Kathleen Lennon and Rachel Alsop (2020) Gender Theory in Troubled Times, Cambridge: Polity Press

What was intended to become a second edition of their book Theorizing Gender (2002), Gender Theory in Troubled Times overwhelmingly exceeds Lennon and Alsop’s initial ambition. The result is a bold new work which, whilst revisiting many of the same concerns covered in Theorizing Gender, does so in the context of our contemporary ‘troubled times’. Lennon and Alsop characterise this trouble largely as the return of gender essentialism within feminism and feminist theory, particularly around the topic of trans rights, and the rise of right-wing populism across the globe, the discourse of which is ‘visibly anti-feminist, anti-LGBT, conservative, nationalist, racist, xenophobic, Islamophobic and anti-democratic’ (p9 quoting Kantola & Lombardo, 2019, p3).

The authors’ main intentions are to provide an account of some of the key debates in contemporary gender theory: those concerning biology, psychoanalysis, intersectionality, De Beauvoir’s theories on ‘becoming’, and Butler’s arguments around performance and queerness.
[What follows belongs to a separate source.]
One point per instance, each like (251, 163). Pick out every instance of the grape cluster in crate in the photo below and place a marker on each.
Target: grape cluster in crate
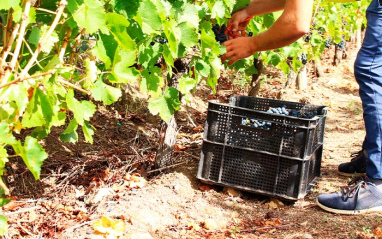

They are candid about their position that ‘there is no single authoritative set of conditions which determines sexed identity’ (p3), just as there is no single truth about being a man or woman. However, neither do they dismiss the importance of gender – even if gender is not ‘essential’, it maintains personal, cultural, historical, and societal significance. It is this significance that provides the book’s jumping off point. In what ways gender is significant, where is sexed difference thought to be located, and how do we become gendered in a variety of ways are the questions that underpin the book. It is at once an overview of the theories of gender and a response to what the authors view as the transphobia inherent in contemporary gender-essentialist feminists.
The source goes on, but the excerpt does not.